When it comes to birthday presents, winning the lottery isn’t a bad thing – at least that’s what Czech billionaire Karel Komárek observed after his company, Allwyn, became the ‘preferred bidder’ to hold the UK national raffle, having snatched the prize from the holder, Camelot. But the deal isn’t quite in the bag – notably, the Financial Times notes, as Komárek’s wider KKCG empire owns a Czech oil and gas company that has a gas storage joint venture with Gazprom , controlled by the Kremlin, causing “anxiety among MPs from across the political spectrum”.
A mysterious man
Komárek, 53, is working to undo those ties and has condemned Putin and the invasion of Ukraine via his social accounts. Even then he cannot enjoy a single run, says the Daily Telegraph. Camelot, which has run the lottery since its launch in 1994, is not going quietly and could mount a legal challenge against the Gambling Commission’s decision, potentially lifting the lid on a bidding process shrouded in secrecy. Formerly known as the Sazka Group, Allwyn operates lotteries across Europe.
He has apparently impressed with his “vow to launch a wave of digital investment”, halving ticket prices and doubling the amount the lottery raises for good causes. He has assembled a list of British business figures including Sebastian Coe and Air Miles inventor Keith Mills, who both worked with Boris Johnson on the 2012 Olympics when he was mayor of London.

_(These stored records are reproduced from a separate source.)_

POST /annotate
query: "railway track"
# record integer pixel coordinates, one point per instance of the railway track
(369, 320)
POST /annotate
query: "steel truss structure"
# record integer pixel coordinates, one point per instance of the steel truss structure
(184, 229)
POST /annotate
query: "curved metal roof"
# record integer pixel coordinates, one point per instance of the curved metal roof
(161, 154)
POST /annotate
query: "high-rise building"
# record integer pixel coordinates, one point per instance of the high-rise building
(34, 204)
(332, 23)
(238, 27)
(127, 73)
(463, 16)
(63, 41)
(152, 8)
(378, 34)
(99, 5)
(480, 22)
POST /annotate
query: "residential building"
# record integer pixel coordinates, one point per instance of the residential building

Komárek can now expect to find his past relationships under the microscope. But “some of the distrust” with which he is “considered in certain British circles can be attributed to xenophobia” and his “relatively mysterious profile”, specifies the Daily Mail. The fitness fanatic is believed to be worth $7.8 billion. He runs his empire from a lavish residence in Verbier billed as ‘one of the finest properties in the Alps’, which was valued at £28m when completed a decade ago and ‘rents for nearly ‘half a million pounds a week’ when out of town.

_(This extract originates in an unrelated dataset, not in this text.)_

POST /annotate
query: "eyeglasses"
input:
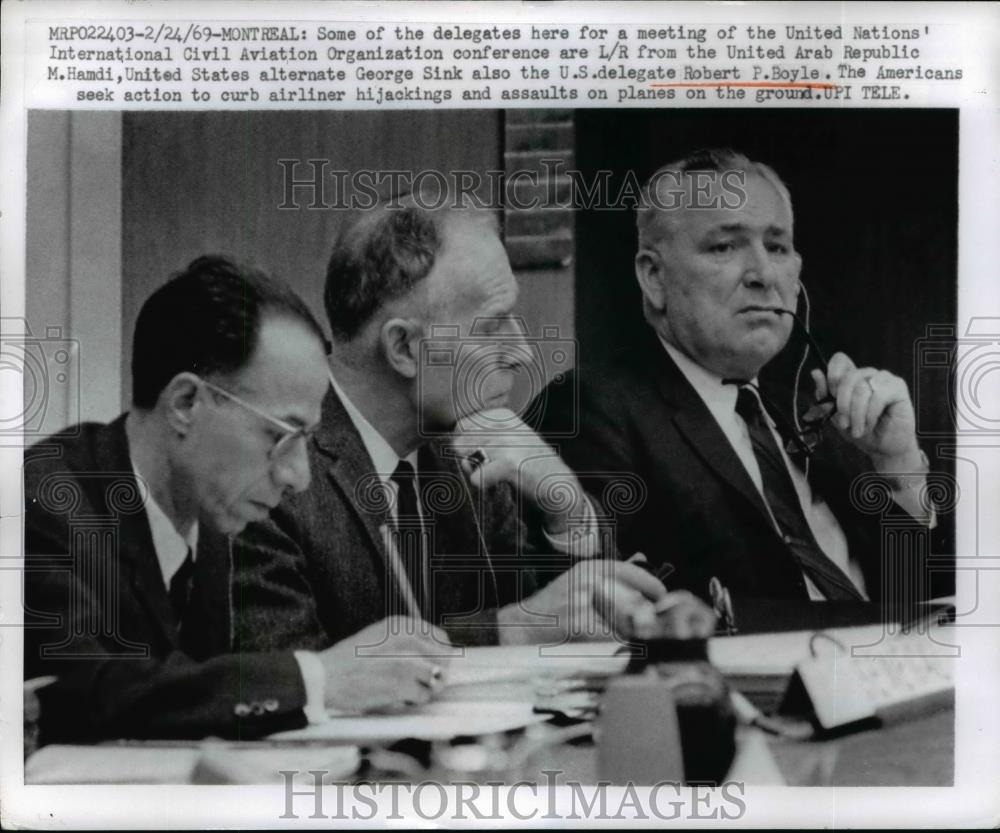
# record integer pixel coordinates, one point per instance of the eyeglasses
(289, 433)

The seeds of his success began in the aftermath of the 1989 Velvet Revolution in Czechoslovakia. Komarek grew up in a two-bedroom apartment in the mining town of Hodonin in South Moravia. He was 20 when the iron curtain rose. With a $10,000 loan from his father, he started a business selling industrial parts, expanding rapidly into oil and gas supply. “When the Revolution came, I felt like I was born a second time,” he told Vanity Fair. “I was so naive – I had no idea.”

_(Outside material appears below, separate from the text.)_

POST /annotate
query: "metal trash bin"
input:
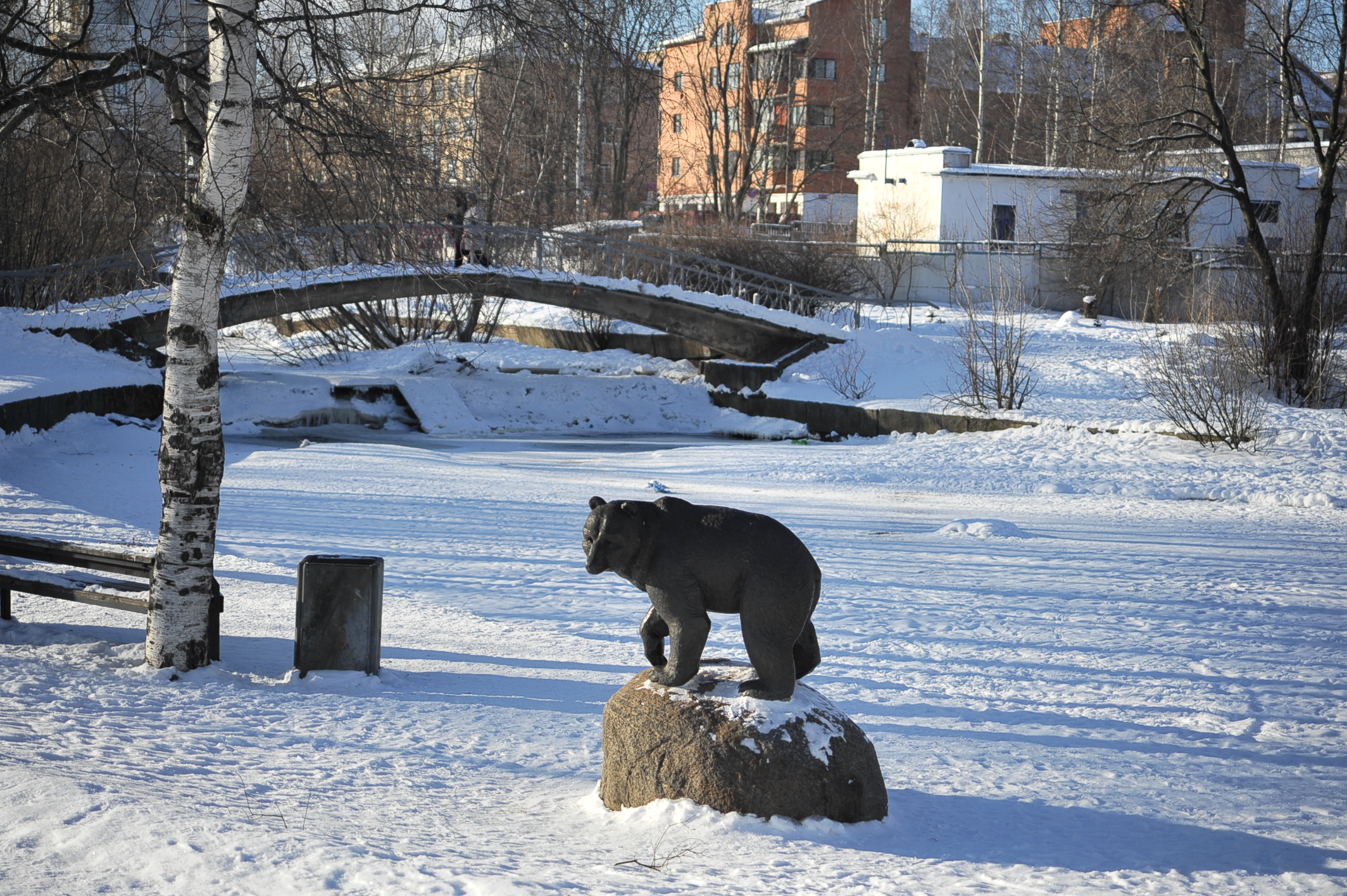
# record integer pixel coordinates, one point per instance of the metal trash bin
(339, 613)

He quickly familiarized himself with the tough world of post-Soviet energy markets, showing similar pragmatism when he got into the lotteries. After taking a minority stake in the Czech national operator Sazka in 2011, he bought it out within a year and took advantage of Greece’s precarious financial situation in 2013 to co-acquire his stake in the gambling operator silver listed OPAP. Agreements to organize lotteries in Austria and Italy followed.
An even bigger prize
Komarek’s KKCG empire now encompasses energy, tourism, real estate, technology, private jets and biomedicine, as well as booming lotteries and gambling. Winning in Britain, which hosts the world’s fourth-largest lottery, could add another $10 billion to Allwyn’s earnings, according to the FT. But the company is aiming for an even bigger market. In January, it announced plans for a $9.3 billion New York listing, via a special purpose acquisition company (Spac) backed by Gary Cohn, the former chairman of Goldman Sachs and adviser to the Trump administration. Lotteries, Komárek told Vanity Fair, are “probably the most interesting type of business I’ve ever been in.” He loves their potential to change lives – his own included.